Рядом с неосуществленными научными мечтами жила его пожизненная социалистическая мечта. Первые давали надежду понять подлинное устройство природы и — при этом — решить многие мучительные противоречия физической картины мира. Вторая вселяла надежду решить противоречия социальной жизни, которые юный Тамм принял близко к сердцу в предреволюционной царской России. После уроков большевистской революционности он ушел от политики в науку. Но в душе оставался меньшевиком-интернационалистом и всегда принадлежал к интернациональному меньшинству. Размышляя над законами природы, он в душе надеялся и на закономерность истории и думал, что происходившее в России — при всех ужасных жестокостях — поворачивает колесо истории вперед, к лучшему будущему.

Он не смотрел покорно на то, как это колесо давит людей. Во время террора — «как сумасшедший» — ручался за арестованного брата, уже пригвожденного в газетах, не отрекался от других, попавших под то же кровавое колесо. В 50-е годы защищал генетику от лысенковской «биологии» — вопреки линии партии.

Почему ему не хватило его жизненного опыта, чтобы, подобно Ландау, пересмотреть свое отношение к существу советской системы?

Прежде всего судьба не предоставила Тамму возможности с такой же лубянской убедительностью самолично увидеть тайную работу этой системы. Те, кто исчезли в тридцать седьмом, именно исчезли. За горизонтом, навсегда. Считанные единицы, которым удалось вернуться из-за этого горизонта, молчали из страха снова вернуться туда. Общественное молчание продолжалось до 1956 года, когда его громко нарушил Хрущев на XX съезде партии. До этого времени в понимании происходившего приходилось в большой степени полагаться на собственное воображение. Ну а в хрущевском «разоблачении культа личности Сталина» Тамм, как и очень многие, увидел «самоочищение социализма», признак его жизнеспособности.

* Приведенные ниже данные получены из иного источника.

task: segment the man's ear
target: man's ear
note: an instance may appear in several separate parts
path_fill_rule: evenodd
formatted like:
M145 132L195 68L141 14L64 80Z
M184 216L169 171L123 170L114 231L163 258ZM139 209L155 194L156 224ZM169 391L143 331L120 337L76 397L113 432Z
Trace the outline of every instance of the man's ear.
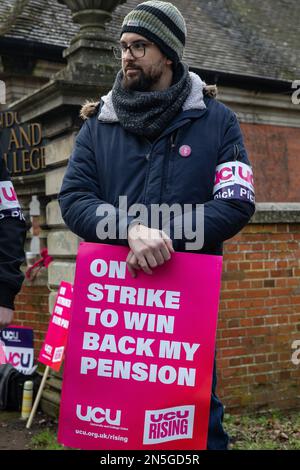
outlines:
M166 60L166 64L167 64L167 65L172 65L172 64L173 64L173 62L172 62L172 60L170 60L170 59L167 59L167 60Z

Тип мировосприятия и общий склад характера играли тут ключевую роль. Террор тридцать седьмого года был известен под псевдонимом ежовщина — по имени тогдашнего наркома внутренних дел. Последним событием ежовщины стало исчезновение самого Ежова. Социальный пессимист мог об этом думать как о родовом свойстве всякого террора, но оптимист — каким был Тамм — что «хуже уже не будет». Мировосприятие Тамма не допускало то «отделение науки от государства», к которому пришел Ландау.

Леонтович вовсе не разделял оптимистическую мечтательность Тамма, но слишком хорошо его знал: «После смерти Л.И. Мандельштама для Леонтовича не было, вероятно, физика ближе и дороже, чем И.Е. Тамм, дружба с которым началась в 20-х годах», когда аспирант Леонтович готовил задачи для книги Тамма «Теория электричества».[271] Через это знание Леонтович смотрел на своего старшего друга, затащившего его в бериевское ядерное болото.

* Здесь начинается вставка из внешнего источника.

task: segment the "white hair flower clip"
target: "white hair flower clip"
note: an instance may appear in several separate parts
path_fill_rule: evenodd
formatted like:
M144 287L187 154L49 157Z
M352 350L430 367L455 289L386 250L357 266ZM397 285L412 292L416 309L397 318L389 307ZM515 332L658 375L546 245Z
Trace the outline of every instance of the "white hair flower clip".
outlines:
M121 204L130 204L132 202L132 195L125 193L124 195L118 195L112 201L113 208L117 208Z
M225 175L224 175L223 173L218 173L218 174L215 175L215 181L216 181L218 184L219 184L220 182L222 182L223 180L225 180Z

Еще раз подчеркнем, что по отношению к спецработе Ландау и Леонтович были редчайшими исключениями. Среди участников проекта преобладало такое умонастроение, как у Тамма и Сахарова. Конечно, для многих вопрос в общем виде не имел жизненной остроты, да и выбора у них, по существу, не было. Выпускники вузов подлежали «распределению»: государство, дав бесплатное образование, направляло молодых специалистов, куда считало нужным. Да и старшие специалисты получали распоряжение, не выполнить которое стало бы антиобщественным поступком.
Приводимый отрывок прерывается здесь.